One of the reasons that the story is a bit weak early on (mostly prior to the characters being fully developed) is because Disgaea 5 has a pretty loose structure. After the initial two tutorial fights, the game begins to open up a hefty number of different stages for the player to choose from. To my detriment (but really to the detriment of the game) there is a character handing out DLC in the starting hub world (aka the Gorgeous netherworld) that doesn’t help matters here. This character provides the player with several overpowered characters, several hard-as-nails side levels and a few other game spoiling features (including basically unlimited money) right from the outset. This is a shame, because as a first time player I wasn’t well equipped to tell the difference between core and extra content, so ultimately I decided to restart the game and avoid redeeming anything extra until later.

However you do consume the story in Disgaea 5 Complete, you’ll need to tackle some of your sensibilities head on if you want to stay the course.
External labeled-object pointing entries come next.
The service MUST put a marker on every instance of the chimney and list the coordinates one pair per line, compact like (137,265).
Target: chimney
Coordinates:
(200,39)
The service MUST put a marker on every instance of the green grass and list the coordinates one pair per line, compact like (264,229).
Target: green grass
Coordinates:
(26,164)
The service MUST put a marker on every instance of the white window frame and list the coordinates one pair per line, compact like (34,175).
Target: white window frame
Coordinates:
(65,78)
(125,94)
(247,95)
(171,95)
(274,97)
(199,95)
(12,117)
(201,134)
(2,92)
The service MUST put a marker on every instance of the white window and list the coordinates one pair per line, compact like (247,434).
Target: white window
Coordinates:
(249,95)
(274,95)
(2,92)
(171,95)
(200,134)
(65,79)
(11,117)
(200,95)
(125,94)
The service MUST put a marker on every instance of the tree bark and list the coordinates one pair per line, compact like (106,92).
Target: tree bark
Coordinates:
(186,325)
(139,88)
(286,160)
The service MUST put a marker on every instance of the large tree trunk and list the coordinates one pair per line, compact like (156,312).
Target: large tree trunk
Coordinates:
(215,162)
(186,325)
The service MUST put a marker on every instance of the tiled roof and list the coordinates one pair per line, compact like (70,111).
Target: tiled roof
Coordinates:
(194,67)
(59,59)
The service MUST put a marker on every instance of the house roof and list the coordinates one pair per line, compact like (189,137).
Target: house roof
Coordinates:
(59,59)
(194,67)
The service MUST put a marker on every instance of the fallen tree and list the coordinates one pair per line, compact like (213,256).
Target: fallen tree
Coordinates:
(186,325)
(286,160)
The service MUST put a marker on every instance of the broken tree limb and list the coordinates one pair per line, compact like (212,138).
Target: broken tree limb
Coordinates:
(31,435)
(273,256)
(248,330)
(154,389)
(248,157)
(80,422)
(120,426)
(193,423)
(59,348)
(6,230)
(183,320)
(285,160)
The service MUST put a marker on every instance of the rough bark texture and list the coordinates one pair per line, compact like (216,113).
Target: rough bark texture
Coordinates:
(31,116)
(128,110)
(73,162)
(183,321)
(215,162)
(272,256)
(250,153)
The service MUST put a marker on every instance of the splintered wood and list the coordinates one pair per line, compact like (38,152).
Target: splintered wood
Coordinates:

Firstly, if you’re sensitive about the sexualisation of women in computer games, then the Disgaea series as a whole is going to raise an eyebrow or two. Seraphina, for example, believes that all men should bow to her beauty, and she spends most of the game making unreasonable demands of Killia and others by ordering them to serve her. Now, one argument is that she is main character with alpha status within the game (which is good) but at the same time she is also depicted as stupid and churlish, and she is an abysmal combatant until she is instructed by Killia. Women are depicted poorly (or at best strangely) elsewhere in the game, with almost all of them being large-chested and semi naked, with options to change their attire from one kind of revealing to another. In the (very detailed) recruitment screen, one of the supplemental descriptions for female healers is “pregnant” which seems both irrelevant and inappropriate considering that she’ll be battling demons.


I managed to overlook this slightly misguided approach because it is a feature in most anime themed games, but I will say that it presents quite the speedbump at the beginning of the game. The general weirdness in the Disgaea universe is actually something to cherish, and features like the Prinnies (walking, talking penguin foot soldiers) are part of what makes the game so interesting. The same can be said of the Netherworld concept, which completely enables the suspension of disbelief to occur because it never presents itself as anything besides a series of self-contained worlds ruled over by a specific demon.

When all is said and done, Disgaea 5 Complete is an excellent addition to the fledgling catalogue of Switch games that are demonstrating how the portability of Nintendo’s console can enhance existing IP. The lengthy and twisting tale of Killia, Seraphina and the other mad, mad characters of the Disgaea universe comes alive on the small, vibrant screen, and the voice acting (available in English or Japanese) enhances the proceedings considerably. The presentation is enhanced and complimented by deep, accessible and strategic gameplay that is presented in a series of stages that are easy to access and manage. All in all, if you can get past some of the strange (and occasionally unpalatable) nuances, Disgaea 5 Complete is an excellent proposition for Switch owners, especially those who missed the original PS4 release like I did.